Eddie shook his head. ‘He’ll be gone. He’ll be fucking gone! Bastard, that – fuck!’ He banged a rage-clenched fist against the pod. ‘I had him, I had my chance to fucking kill him, and I missed it!’
‘That’s why you were here?’ said Nina in disbelief. ‘To kill Stikes? Not – not what you told me in Peru, that you were going to prove you didn’t murder Kit?’
Her disappointment, almost disgust, immediately poured cold water on his burning fury. Several moments passed before he spoke again, more calmly. ‘It doesn’t matter, ’cause I think I’ve been set up. We both have.’
‘What do you mean?’
‘Someone told me Stikes would be here – in return for me doing something for them.’
‘Destroying the statues.’ Nina pulled the case from the pod and opened it. The three stone figures inside were all intact.
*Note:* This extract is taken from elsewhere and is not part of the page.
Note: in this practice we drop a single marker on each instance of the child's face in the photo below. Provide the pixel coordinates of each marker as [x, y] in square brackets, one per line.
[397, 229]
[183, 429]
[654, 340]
‘Yeah. Only I don’t think it’s a coincidence, that chopper showing up as well. Somebody wanted all of us dead – Takashi, Stikes, you . . . and me. I need to find out who.’ Flashing lights caught his attention, emergency vehicles racing along the nearby roads. Ambulances, fire trucks – and police cars. ‘Can’t talk about it now, though. I’ve got to go.’
‘No, Eddie, you can’t! Look, Interpol know that Kit was up to something – if you come in, we can try to clear you—’
‘Sorry, love, but I can’t. Not yet.’ He stood, searching for an escape route. The wind turbine’s rotor had stabbed into the grass like an enormous lawn dart; beyond it, streets led into Tokyo’s urban maze. ‘I need to have words with somebody.’ He turned, about to run – then, before Nina could react, snatched the case from her hand.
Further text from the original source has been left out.